4 Dicha alianza de ciudades-estado griegas que inicialmente hizo seguimiento a las tropas de Filipo II y a sus actividades expansivas terminó por convertirse en la Liga de Corinto tras la derrota de la ciudad de Atenas con los macedonios en Queronea. Esta liga quedó ubicada en el pueblo (δeμος) ático de Beocia, y fue dirigida por Filipo II de Macedonia, cuyo objeto no era más que el neutralizar las todavía ingentes intensiones de dominio de los persas sobre Grecia.
5 En cuanto a la postura del sofista calcidio Trasímaco, que en el diálogo de República defiende una justicia aprovechada por el más fuerte, hecho por el que menoscaba dicha virtud en las ciudades-estado de Grecia, el filósofo argentino Nicolás Zavadivker (2003) ofrece una interpretación metaética de tal noción al sostener que no se trata de un beneficio para el fuerte —y tal cosa es justa—, sino que lo que se considera justo es lo que la autoridad instituida declara como justo. Dicha exégesis se compila en el capítulo Trasímaco y el Derecho del más Fuerte, del libro La Acción y los Valores de la Asociación Argentina de Investigaciones Éticas-Regional Tucumán.
6 En el lenguaje griego φρόνησις (prudencia), ανδρεια (fortaleza) y σωφροσύνη (templanza), junto con la δικαιοσύνη (justicia), forman juntas las denominadas virtudes cardinales, designación de la teología cristiana para los hábitos que disponen el actuar humano, con los cuales se escogen los medios adecuados para la consecución de la vida feliz.

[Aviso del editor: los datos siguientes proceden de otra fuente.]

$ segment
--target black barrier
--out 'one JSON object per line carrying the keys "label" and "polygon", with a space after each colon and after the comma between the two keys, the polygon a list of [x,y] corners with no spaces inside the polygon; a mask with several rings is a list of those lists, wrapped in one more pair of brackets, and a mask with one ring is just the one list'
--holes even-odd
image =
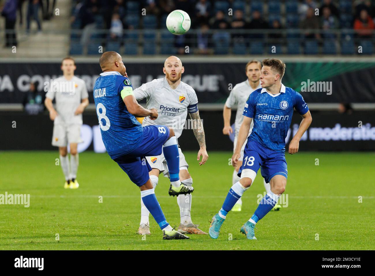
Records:
{"label": "black barrier", "polygon": [[[220,111],[201,111],[208,151],[233,150],[230,138],[223,135]],[[235,113],[232,114],[234,120]],[[313,112],[312,123],[300,143],[302,151],[375,150],[375,118],[372,112],[354,112],[351,115],[332,112]],[[302,117],[296,112],[286,138],[289,142],[296,132]],[[52,150],[53,123],[48,114],[28,116],[20,112],[0,112],[0,150]],[[81,129],[84,142],[78,150],[105,151],[94,112],[86,111]],[[190,124],[186,123],[178,138],[184,150],[199,149]]]}
{"label": "black barrier", "polygon": [[[184,62],[182,80],[200,103],[224,102],[231,88],[246,79],[243,62]],[[134,87],[164,77],[162,63],[126,63]],[[101,70],[98,63],[78,63],[76,75],[86,82],[90,102]],[[58,63],[0,63],[0,103],[21,103],[30,81],[38,91],[62,74]],[[300,92],[308,104],[375,102],[375,63],[287,62],[283,83]]]}

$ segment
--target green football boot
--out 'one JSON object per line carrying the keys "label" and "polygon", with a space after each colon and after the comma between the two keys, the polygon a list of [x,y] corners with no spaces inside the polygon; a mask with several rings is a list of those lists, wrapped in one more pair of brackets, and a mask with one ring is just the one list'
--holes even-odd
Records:
{"label": "green football boot", "polygon": [[194,188],[191,186],[185,185],[183,183],[182,183],[180,187],[177,187],[172,186],[172,184],[169,187],[169,190],[168,191],[168,194],[170,196],[172,195],[174,197],[175,195],[185,195],[187,194],[191,194],[194,190]]}
{"label": "green football boot", "polygon": [[190,238],[182,233],[175,230],[175,227],[171,231],[163,230],[163,240],[187,240]]}

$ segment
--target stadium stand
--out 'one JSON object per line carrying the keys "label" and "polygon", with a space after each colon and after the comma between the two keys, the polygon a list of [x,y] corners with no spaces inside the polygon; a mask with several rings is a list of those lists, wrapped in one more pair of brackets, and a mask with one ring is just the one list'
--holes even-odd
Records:
{"label": "stadium stand", "polygon": [[[39,4],[45,6],[46,2]],[[130,55],[182,54],[185,46],[189,54],[263,54],[273,46],[277,46],[276,53],[288,55],[358,55],[360,46],[362,54],[374,52],[375,8],[370,1],[178,0],[173,7],[165,2],[58,0],[62,15],[44,12],[40,17],[43,38],[40,32],[32,30],[37,29],[36,22],[32,22],[30,33],[24,34],[19,11],[14,30],[0,35],[8,38],[14,33],[32,56],[40,55],[36,52],[40,47],[48,45],[54,47],[54,54],[63,55],[67,45],[65,53],[73,55],[99,55],[99,46],[103,51],[114,49]],[[27,4],[20,4],[24,18]],[[166,18],[172,9],[184,10],[191,19],[190,30],[182,37],[165,32]],[[312,12],[312,17],[308,15]],[[235,21],[242,27],[235,27]],[[4,25],[0,21],[0,27]],[[32,51],[33,47],[38,51]]]}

Estas virtudes fueron ampliamente tratadas por pensadores romanos como Cicerón (De Ofiiciis, Librum I, 11-17; Librum III, 35-120) y Marco Aurelio (Meditaciones, Librum III, 6; Librum V, 12); y, posteriormente, expresas por pensadores medievales con base en la pericopa bíblica veterotestamentaria del libro de Sabiduría (8,7), que reza: “si alguien ama la sabiduría, las virtudes son su especialidad pues ella enseña templanza, prudencia, justicia y fortaleza; para los hombres nada más de provecho”. En particular, Agustín de Hipona —en su obra Las Costumbres de la Iglesia (De Moribus Ecclesiæ, I, 25,46)—y Tomás de Aquino —en su Summa Theologiæ, que trata sobre la moralis virtutibus—, entre otros escritores, hablan con precisión de las virtudes cardinales. Respecto de la versión griega de la cita, se usó la versión de la Septuaginta, del teólogo Alfred Rahlfs (2006), para comparar los usos terminológicos de las virtudes de la tradición griega con el canon bíblico.
7 Dada la ambigüedad con el concepto justicia a consecuencia de la amplitud de definiciones, se tiene que reciprocidad (ἐπιείχεια) también denota una dupla de aclaraciones: una puesta al servicio de quien ha ofrecido de su propio bien para auxiliar a quien urgía de asistencia, y, según lo presenta el filólogo Guthrie (1993), citando el texto Retórica de Aristóteles, presupone también el reconocer al objeto de justicia determinado por sí mismo en tanto está exento de limitar los actos de beneficio por categorías de nobleza o vileza en las acciones (p. 388).
8 La pluralidad subyace de la crítica aristotélica a la concepción platónica de ciudad como unidad orgánica, como adaptación individual al común aplicado al caso de “no se funda el Estado con la mirada en que una sola clase sea feliz, sino en que lo fuera toda la sociedad” (Platón, trad., 1988, 420b) y, en este sentido, se admite la virtud individual como vía para la adquisición del desarrollo en la polis (πόλις). Por otra parte, Aristóteles da cabida, en su obra Política, a la pluralidad de virtudes que trabajan juntas (ὁμόνοια) en un solo objetivo, que es el bien social: “el que la masa debe ser soberana más que los mejores, puede parecer una solución […] Por eso las masas juzgan mejor […]” (Política, 1281b). Tales factores son para Cassin (2008) el prototipo de “un todo platónico que no sabe o no quiere tratar la libre competencia de las singularidades que constituyen la ciudad” (p. 163).